Doch es geht weiter....

 

"...Damit zwingst du ihn, zu versetzen. Sobald er versetzt hat, such in der Versatzung mit dem Winden an seinem Schwert die nächste Blöße..."

 

"...Deshalb bemüh dich, daß du das Fühlen und das Wort »indes« gut verstehst und beachtest, denn aus diesen zwei Dingen entspringt alle Kunst des Fechtens...."

 

"...Das Fühlen und das Wort »indes« stellen die größte und beste Kunst des Schwertes dar. Wer ein Meister des Schwertes ist oder sein will, aber das Fühlen nicht beherrscht und außerdem die Bedeutung des Wortes »indes« nicht verstanden hat, der ist kein Meister, sondern nur ein Büffel des Schwerts...."

 

"...»Indes« dupliert, »indes« mutiert, »indes« wechselt durch, »indes« läuft durch, »indes« nimmt den Schnitt, »indes« ringt, »indes« nimmt das Schwert, »indes« tut, was dein Herz begehrt. »Indes« ist ein scharfes Wort, mit dem alle Meister des Schwertes verwundet werden, die dieses Wort weder kennen noch verstehen. Das ist der Schlüssel zur Kunst. ..."

 

Wir bei Gladius strictus habe daraus folgende 4 Prinzipien herausgezogen und bauen darauf unsere Interpretation auf, die in den Unterricht einfliesst:

 

  1. Wenn Du fechtest, dann situations- & gegnerbedingt mutig, furchtlos und mit ganzer Kraft.
  2. Binde so schnell wie möglich  an die Gegnerklinge an (indes), fühle den Gegner und greife dann die nächste offene Stelle (Blöße) an.
  3. Fechten in der Bindung ist die beste Kunst des Schwertes.
  4. Treffe den Gegner, ohne selbst getroffen zu werden

 

Diese Prinzipien im Historischen Fechten fanden sicher Anwendung  in den Gerichts- (Gottes-) kämpfen des Mittelalters. Hier wurde entweder in Rüstung oder ungerüsted ( Leder & Leinen Kleidung, barfuss & barhäuptig )  um Recht und später um Ehre mit scharfer Waffe gekämpft.

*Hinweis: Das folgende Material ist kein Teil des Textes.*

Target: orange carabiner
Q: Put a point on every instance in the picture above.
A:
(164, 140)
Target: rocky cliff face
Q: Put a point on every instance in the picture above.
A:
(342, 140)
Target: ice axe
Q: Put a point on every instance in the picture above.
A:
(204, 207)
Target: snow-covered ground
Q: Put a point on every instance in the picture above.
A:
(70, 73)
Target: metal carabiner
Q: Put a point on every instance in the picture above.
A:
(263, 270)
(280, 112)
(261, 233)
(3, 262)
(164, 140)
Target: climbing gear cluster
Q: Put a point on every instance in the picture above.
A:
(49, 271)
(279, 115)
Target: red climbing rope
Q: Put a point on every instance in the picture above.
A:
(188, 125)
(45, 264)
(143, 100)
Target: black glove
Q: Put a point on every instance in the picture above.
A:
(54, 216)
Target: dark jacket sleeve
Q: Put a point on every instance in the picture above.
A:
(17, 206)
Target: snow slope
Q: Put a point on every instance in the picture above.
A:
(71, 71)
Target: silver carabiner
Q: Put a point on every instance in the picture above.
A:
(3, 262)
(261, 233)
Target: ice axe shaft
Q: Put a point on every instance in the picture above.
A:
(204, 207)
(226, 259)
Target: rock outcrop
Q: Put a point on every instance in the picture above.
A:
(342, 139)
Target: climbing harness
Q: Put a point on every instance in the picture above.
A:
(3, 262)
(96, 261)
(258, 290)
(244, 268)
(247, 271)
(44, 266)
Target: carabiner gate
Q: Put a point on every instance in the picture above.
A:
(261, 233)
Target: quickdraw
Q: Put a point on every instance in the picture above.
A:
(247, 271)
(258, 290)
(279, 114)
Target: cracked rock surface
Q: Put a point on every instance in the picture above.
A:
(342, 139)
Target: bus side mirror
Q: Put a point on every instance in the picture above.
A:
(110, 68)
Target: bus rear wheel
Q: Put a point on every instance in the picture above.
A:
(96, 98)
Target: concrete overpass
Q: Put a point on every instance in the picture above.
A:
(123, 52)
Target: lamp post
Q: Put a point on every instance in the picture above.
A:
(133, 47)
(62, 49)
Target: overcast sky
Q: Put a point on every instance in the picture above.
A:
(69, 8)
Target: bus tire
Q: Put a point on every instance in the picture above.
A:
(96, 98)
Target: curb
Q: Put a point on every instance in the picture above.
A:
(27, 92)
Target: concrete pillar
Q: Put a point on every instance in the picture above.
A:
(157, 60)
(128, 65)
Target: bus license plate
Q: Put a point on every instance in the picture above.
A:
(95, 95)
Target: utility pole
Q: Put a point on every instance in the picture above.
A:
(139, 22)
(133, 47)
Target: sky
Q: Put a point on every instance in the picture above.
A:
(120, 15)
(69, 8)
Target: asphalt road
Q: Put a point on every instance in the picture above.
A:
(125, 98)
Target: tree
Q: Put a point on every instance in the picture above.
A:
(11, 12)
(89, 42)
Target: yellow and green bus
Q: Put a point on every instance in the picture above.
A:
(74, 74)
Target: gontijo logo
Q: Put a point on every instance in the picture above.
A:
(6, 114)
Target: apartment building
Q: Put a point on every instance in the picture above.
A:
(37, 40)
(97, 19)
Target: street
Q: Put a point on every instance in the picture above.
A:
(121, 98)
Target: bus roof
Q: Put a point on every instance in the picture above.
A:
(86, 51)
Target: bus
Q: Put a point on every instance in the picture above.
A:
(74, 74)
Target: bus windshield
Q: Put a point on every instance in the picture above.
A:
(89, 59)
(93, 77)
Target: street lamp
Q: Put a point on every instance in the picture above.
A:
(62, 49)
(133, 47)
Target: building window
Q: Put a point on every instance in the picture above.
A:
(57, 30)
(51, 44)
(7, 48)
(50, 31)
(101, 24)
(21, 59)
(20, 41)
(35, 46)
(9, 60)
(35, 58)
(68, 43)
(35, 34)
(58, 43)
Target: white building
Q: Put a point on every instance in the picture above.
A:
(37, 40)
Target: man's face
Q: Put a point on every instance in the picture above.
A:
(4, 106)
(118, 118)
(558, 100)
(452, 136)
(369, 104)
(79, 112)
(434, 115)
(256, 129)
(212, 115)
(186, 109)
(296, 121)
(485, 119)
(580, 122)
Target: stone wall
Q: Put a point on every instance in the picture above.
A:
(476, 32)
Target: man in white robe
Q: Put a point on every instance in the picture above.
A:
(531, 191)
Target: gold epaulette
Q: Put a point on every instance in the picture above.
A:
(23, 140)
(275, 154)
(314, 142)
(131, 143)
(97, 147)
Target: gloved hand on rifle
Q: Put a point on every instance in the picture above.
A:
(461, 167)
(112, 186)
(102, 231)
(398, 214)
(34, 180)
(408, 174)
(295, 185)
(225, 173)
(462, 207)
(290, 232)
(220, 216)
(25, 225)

Hier brachte  der erste Treffer die Entscheidung. Vorrangiges Ziel war es, den Gegner zur "göttlichen" Entscheidungsfindung nur kampfunfähig zu machen, nicht  zu töten.

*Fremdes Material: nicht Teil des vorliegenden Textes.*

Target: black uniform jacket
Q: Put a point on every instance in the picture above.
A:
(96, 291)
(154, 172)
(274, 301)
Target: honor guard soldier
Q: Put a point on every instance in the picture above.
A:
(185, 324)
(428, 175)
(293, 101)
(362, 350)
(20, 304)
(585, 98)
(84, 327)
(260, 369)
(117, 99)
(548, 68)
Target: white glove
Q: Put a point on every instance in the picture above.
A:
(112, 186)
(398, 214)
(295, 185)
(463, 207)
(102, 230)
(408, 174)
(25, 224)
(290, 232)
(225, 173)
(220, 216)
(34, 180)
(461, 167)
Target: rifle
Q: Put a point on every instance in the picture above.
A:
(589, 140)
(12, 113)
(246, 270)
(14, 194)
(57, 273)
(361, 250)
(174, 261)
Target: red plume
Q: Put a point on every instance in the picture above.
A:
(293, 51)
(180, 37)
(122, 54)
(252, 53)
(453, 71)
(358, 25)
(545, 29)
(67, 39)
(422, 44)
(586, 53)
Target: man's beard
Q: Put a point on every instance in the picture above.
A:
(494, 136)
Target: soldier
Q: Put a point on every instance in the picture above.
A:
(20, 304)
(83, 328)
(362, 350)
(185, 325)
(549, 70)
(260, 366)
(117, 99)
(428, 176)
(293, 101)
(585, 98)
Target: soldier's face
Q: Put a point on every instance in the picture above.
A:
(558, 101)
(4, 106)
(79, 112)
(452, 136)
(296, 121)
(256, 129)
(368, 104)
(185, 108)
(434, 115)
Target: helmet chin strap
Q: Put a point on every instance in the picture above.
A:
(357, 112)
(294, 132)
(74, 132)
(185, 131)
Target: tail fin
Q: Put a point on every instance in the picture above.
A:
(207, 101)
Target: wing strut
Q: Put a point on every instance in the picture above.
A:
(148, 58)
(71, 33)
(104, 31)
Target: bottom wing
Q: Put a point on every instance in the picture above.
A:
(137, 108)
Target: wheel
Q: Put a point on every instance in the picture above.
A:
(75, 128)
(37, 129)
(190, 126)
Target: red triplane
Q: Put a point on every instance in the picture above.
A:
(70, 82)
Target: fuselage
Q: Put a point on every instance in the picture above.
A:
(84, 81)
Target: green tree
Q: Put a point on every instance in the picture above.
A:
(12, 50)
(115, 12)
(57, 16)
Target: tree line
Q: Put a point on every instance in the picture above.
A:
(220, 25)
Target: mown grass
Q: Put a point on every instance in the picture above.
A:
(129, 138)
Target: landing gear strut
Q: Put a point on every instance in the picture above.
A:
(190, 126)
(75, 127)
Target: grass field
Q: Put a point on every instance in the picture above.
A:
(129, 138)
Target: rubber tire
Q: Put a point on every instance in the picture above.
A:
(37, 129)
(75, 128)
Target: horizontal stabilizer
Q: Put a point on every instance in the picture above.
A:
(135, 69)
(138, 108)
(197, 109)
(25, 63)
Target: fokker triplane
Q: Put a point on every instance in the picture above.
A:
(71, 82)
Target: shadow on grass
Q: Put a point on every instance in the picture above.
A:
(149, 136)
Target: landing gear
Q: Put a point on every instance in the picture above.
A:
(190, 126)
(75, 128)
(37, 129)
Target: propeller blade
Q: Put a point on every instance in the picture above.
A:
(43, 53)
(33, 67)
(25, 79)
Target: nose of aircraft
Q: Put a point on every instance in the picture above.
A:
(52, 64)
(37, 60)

Später entwickelte sich aus dem Gerichtskampf das neuzeitliche Duell. Indem der Zweikampf aus dem Rechtsleben in den privaten Bereich verlagert wurde, ging die schicksalhaft-religiöse Dimension der Entscheidungsfindung zunehmend verloren und wurde durch den ständischen Ehrbegriff ersetzt.

 

Unsere Fechtlehre orientiert sich sehr stark an dem mittelalterlichen, ungerüsteten Gerichtskampf, bei dem ein Treffer, unabhängig wo und wie er stattfand, gleicbedeutend mit der sofortigen Niederlage war.

 

Wir unterrichten ein "taktisch geprägtes Einpunkfechten" statt eines  "risikotoleranten Mehrpunktefechten" wie im Historischen und Modernen Sportfechten.

 

Die Fechtlehre von Gladius strictus ersetzt vorranging Kraft & Schnelligkeit durch Geschicklichkeit & Taktik als Instumente für die Erzielung eines Treffers, bzw als Möglichkeit zur Entscheidungsfindung.

 


Disziplinen in HEMA nach Gladius strictus

Disziplinen in HEMA
Disziplinen in HEMA

 

 

Wir von Gladius strictus haben eine eigene, freie  Einteilung in verschiedenen Disziplinen des Historischen Fechtens vorgenommen.

 

Dies spiegelt nur unsere Sicht auf die HEMA Szene wieder.

 

Andere Fechtschulen haben möglicherweise andere Einteilungen, doch diese soll eine Positionsbestimmung der Fechtschule Gladius strictus im HEMA Universum darstellen.